The close relative of Betsy’s, who declined to be identified, said the Abel family learned the investigation was about the Boy in the Box only 48 hours before the news conference.

“I was stunned,” the relative said. “I remembered the story. We used to get utility bills with his face on it, asking if anyone recognized him.”

The Zarellis, according to Bush, have received “scant” information from police and they “continue to investigate whether there is any merit to Augustus John Zarelli being the father of this boy.”

“There has been no credible allegation by anyone, including the Philadelphia Police Department, that their father knew of the birth of this child, or had anything to do with the life of this child, and certainly nothing even remotely suggesting that he knew of or had anything to do with any harm having come to this child,” the attorney said.

While police have said Joseph lived in the 61st and Market area in West Philly, directories show the Zarelli family lived on the 6300 block of Callowhill Street.

» READ MORE: Joseph Augustus Zarelli is only one of Philadelphia’s children whose killing needs to be solved

What remains unclear, for now, is how or where Zarelli met Abel, whether he knew she’d been pregnant and had a child. Zarelli was five years older than Abel and still living in the Callowhill Street home with his family in 1950. Abel’s relative said one of her sisters may have lived in West Philadelphia. Abel did, too, the relative said, on the second floor of a walk-up apartment with Plunkett and their daughter, who was born in December 1956. The couple later moved to Ruffner Street in Nicetown. Plunkett drove a cab. They had four children together, one of them dying in childbirth.

Gus Zarelli went on to marry in 1958, leaving Callowhill Street. The family’s businesses blossomed into a lucrative construction and real estate operation in Chester County, where most of his children still live. By all accounts, he was beloved by his children, well-respected by peers, and showed signs of grace in difficult times.

In 2014, when Zarelli died at the age of 87, tributes on Legacy.com mentioned his “strength and character.”

“The world has one less good soul,” one mourner wrote.

On Jan. 13, some paternal relatives of Joseph attended a rededication of his headstone at Ivy Hill Cemetery.
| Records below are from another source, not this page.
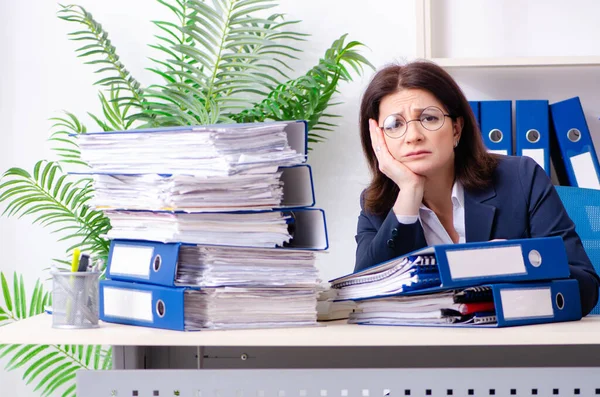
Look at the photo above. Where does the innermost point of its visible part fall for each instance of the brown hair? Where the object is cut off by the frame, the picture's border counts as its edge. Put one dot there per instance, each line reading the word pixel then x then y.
pixel 473 165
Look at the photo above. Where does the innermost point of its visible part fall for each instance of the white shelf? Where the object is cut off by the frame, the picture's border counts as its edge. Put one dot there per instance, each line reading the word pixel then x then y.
pixel 517 61
pixel 37 330
pixel 423 9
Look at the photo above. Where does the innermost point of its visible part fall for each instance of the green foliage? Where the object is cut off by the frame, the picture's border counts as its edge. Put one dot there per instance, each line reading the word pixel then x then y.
pixel 50 368
pixel 221 61
pixel 58 201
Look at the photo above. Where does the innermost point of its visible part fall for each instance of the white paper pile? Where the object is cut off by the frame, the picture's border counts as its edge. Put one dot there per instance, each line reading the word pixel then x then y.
pixel 188 193
pixel 199 151
pixel 260 229
pixel 223 308
pixel 232 266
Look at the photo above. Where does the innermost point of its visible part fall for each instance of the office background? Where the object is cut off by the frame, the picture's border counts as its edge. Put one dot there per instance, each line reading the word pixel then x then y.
pixel 40 76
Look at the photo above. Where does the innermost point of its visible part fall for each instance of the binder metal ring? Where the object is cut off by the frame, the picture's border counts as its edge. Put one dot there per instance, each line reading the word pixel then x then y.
pixel 574 135
pixel 535 258
pixel 496 135
pixel 157 262
pixel 160 308
pixel 560 301
pixel 532 136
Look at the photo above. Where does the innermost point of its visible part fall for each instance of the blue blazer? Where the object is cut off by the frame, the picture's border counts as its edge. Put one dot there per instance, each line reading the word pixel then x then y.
pixel 521 202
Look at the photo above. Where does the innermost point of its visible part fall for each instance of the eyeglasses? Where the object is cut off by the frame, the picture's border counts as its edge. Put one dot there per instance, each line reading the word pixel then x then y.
pixel 432 118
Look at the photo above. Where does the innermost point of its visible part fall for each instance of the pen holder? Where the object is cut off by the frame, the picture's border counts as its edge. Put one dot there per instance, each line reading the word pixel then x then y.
pixel 75 299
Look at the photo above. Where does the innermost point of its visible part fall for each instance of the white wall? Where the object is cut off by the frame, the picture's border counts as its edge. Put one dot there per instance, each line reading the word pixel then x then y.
pixel 40 76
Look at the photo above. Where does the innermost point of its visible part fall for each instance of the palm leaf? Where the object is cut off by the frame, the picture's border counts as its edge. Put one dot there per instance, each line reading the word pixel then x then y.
pixel 216 55
pixel 51 368
pixel 63 138
pixel 307 97
pixel 58 201
pixel 98 45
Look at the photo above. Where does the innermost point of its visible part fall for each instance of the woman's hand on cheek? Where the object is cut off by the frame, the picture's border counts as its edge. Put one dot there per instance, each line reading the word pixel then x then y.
pixel 388 165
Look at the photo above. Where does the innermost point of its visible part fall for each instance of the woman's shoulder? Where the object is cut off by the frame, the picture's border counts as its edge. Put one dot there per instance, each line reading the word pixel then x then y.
pixel 510 166
pixel 519 171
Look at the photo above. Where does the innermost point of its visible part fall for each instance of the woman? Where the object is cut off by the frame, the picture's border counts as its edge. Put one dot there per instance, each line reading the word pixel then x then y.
pixel 435 183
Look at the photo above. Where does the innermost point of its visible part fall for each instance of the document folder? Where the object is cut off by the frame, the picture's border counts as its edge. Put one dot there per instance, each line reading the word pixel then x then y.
pixel 490 305
pixel 575 143
pixel 476 112
pixel 159 263
pixel 287 188
pixel 187 309
pixel 533 131
pixel 460 265
pixel 496 126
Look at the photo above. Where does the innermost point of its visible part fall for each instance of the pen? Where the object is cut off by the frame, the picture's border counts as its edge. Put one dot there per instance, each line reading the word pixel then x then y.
pixel 75 260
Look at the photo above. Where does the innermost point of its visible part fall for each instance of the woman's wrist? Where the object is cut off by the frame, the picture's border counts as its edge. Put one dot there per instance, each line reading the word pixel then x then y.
pixel 408 201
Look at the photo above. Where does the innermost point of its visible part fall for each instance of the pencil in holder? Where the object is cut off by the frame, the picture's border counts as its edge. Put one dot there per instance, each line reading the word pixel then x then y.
pixel 75 299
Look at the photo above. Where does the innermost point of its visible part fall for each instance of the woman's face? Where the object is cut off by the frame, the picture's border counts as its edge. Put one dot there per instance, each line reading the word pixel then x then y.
pixel 423 151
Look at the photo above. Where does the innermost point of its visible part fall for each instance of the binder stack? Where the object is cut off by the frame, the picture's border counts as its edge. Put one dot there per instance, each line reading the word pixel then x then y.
pixel 213 227
pixel 490 284
pixel 551 134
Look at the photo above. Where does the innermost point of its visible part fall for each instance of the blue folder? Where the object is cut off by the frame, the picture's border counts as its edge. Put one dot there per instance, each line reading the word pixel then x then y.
pixel 156 263
pixel 460 265
pixel 514 304
pixel 496 126
pixel 577 152
pixel 140 304
pixel 533 131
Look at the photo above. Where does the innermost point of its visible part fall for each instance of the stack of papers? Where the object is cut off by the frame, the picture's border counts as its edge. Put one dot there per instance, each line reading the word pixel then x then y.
pixel 232 266
pixel 395 276
pixel 188 193
pixel 474 305
pixel 200 151
pixel 260 229
pixel 239 308
pixel 329 308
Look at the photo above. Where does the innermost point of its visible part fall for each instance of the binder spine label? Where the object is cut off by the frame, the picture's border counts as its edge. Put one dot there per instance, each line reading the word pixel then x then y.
pixel 526 303
pixel 538 155
pixel 585 171
pixel 128 304
pixel 484 262
pixel 131 260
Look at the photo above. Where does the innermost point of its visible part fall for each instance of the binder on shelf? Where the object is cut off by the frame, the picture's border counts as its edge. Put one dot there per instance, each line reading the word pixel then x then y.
pixel 533 131
pixel 574 141
pixel 143 305
pixel 158 263
pixel 476 112
pixel 447 266
pixel 188 309
pixel 511 305
pixel 496 126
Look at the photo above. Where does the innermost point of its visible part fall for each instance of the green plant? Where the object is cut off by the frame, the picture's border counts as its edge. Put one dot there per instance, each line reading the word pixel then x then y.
pixel 49 367
pixel 223 61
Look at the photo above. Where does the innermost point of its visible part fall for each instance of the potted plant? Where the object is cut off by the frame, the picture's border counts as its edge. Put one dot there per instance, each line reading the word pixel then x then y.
pixel 222 62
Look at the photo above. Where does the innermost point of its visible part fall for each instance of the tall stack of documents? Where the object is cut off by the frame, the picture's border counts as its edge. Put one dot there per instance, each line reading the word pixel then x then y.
pixel 213 227
pixel 496 283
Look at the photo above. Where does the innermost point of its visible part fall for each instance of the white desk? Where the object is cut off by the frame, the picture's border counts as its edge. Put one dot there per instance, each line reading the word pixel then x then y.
pixel 38 330
pixel 331 345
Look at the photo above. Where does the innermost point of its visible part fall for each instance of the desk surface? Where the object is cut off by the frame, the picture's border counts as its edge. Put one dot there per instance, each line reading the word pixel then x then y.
pixel 38 330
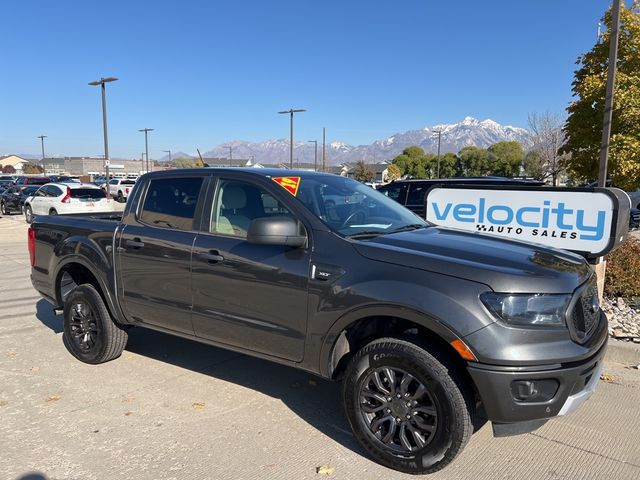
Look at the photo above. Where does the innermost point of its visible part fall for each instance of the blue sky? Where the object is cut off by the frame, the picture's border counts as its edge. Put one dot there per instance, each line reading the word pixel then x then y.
pixel 204 72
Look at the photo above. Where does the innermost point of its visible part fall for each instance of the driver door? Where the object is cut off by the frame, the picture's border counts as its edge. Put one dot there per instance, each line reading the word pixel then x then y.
pixel 246 295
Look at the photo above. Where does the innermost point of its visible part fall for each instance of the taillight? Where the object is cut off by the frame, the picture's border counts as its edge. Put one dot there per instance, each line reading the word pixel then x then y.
pixel 31 245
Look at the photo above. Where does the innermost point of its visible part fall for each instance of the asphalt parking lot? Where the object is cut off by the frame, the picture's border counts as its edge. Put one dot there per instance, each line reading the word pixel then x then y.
pixel 171 408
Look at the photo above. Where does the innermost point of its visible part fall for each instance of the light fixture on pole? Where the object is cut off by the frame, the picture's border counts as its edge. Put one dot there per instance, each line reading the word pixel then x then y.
pixel 102 83
pixel 42 137
pixel 146 144
pixel 315 154
pixel 291 111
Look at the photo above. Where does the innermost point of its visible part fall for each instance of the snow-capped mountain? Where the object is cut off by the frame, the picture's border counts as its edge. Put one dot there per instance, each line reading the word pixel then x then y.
pixel 453 137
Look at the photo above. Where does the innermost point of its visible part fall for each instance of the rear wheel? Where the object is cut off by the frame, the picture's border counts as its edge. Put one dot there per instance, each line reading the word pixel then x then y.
pixel 28 214
pixel 90 334
pixel 408 409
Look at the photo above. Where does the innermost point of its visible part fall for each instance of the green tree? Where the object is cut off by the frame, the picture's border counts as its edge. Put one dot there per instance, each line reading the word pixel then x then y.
pixel 505 159
pixel 473 162
pixel 393 172
pixel 583 128
pixel 363 172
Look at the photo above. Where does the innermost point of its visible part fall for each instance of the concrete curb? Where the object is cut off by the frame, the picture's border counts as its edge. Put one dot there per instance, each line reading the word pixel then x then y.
pixel 627 353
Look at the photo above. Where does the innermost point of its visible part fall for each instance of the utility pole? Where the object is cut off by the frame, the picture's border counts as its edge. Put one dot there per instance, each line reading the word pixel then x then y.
pixel 291 111
pixel 439 135
pixel 608 104
pixel 315 154
pixel 102 83
pixel 42 137
pixel 323 147
pixel 146 144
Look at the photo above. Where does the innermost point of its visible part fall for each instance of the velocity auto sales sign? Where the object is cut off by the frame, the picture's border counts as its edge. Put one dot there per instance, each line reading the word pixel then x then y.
pixel 581 220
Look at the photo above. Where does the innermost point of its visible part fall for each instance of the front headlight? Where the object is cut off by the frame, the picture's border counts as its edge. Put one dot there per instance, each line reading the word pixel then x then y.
pixel 528 310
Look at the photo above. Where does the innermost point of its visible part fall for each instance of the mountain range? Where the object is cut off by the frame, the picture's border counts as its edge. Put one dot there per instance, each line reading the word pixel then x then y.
pixel 453 137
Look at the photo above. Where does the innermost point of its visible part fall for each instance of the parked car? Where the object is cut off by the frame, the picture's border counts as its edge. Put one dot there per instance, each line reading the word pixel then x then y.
pixel 32 180
pixel 65 198
pixel 410 193
pixel 420 323
pixel 119 188
pixel 12 200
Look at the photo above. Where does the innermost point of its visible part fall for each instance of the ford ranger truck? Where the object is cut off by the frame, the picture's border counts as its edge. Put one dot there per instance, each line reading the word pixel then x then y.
pixel 428 329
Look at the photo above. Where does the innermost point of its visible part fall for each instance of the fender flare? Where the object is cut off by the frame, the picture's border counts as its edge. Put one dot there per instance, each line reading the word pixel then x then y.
pixel 331 338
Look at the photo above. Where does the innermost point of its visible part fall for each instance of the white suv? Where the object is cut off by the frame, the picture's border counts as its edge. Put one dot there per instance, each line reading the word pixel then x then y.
pixel 71 197
pixel 119 188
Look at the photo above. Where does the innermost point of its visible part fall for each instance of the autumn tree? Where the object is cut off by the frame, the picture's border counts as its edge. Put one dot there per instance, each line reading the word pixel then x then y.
pixel 363 172
pixel 393 172
pixel 547 137
pixel 505 158
pixel 583 128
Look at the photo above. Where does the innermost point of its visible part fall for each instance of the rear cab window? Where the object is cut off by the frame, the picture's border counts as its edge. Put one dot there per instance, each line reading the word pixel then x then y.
pixel 171 202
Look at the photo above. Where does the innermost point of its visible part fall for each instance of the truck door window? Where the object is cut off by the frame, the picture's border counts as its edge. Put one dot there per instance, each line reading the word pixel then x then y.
pixel 171 202
pixel 237 204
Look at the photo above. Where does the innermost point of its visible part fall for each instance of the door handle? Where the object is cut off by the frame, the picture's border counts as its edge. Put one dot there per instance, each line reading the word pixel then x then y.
pixel 135 243
pixel 211 257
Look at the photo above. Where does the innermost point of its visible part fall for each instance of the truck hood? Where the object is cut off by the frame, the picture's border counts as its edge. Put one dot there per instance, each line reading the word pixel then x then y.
pixel 502 264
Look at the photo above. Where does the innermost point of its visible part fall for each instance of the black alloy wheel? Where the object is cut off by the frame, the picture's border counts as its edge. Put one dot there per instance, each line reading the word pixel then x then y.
pixel 398 409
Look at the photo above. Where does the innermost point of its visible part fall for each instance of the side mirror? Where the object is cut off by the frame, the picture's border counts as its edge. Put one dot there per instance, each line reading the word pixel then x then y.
pixel 283 231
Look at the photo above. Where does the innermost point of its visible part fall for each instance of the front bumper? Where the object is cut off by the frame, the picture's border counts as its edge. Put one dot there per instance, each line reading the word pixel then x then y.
pixel 576 382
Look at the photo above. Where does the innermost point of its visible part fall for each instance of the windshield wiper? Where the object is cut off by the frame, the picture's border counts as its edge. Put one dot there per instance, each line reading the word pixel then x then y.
pixel 408 228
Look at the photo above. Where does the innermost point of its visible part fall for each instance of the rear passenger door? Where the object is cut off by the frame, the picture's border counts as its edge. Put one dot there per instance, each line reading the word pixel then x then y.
pixel 154 252
pixel 246 295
Some of them are trying to do their own research into the case.

“Our family was blindsided by this,” one family member said at the grave. “We want to honor him by finding out his entire story. We want to put a real closure to the story.”

» READ MORE: What we know and don’t know about Joseph Augustus Zarelli, also known as the Boy in the Box

Abel’s relative said she later worked at Crown Can company and other warehouses on Erie Avenue. She died in 1991 as Mary E. “Betsy” Plunkett after a “prolonged illness,” according to her obituary. Her relative said she died of lung cancer, likely from asbestos exposure.

“She was kind and quiet,” the relative said.

The death of Joseph A. Zarelli, who was 4, remains an active homicide investigation.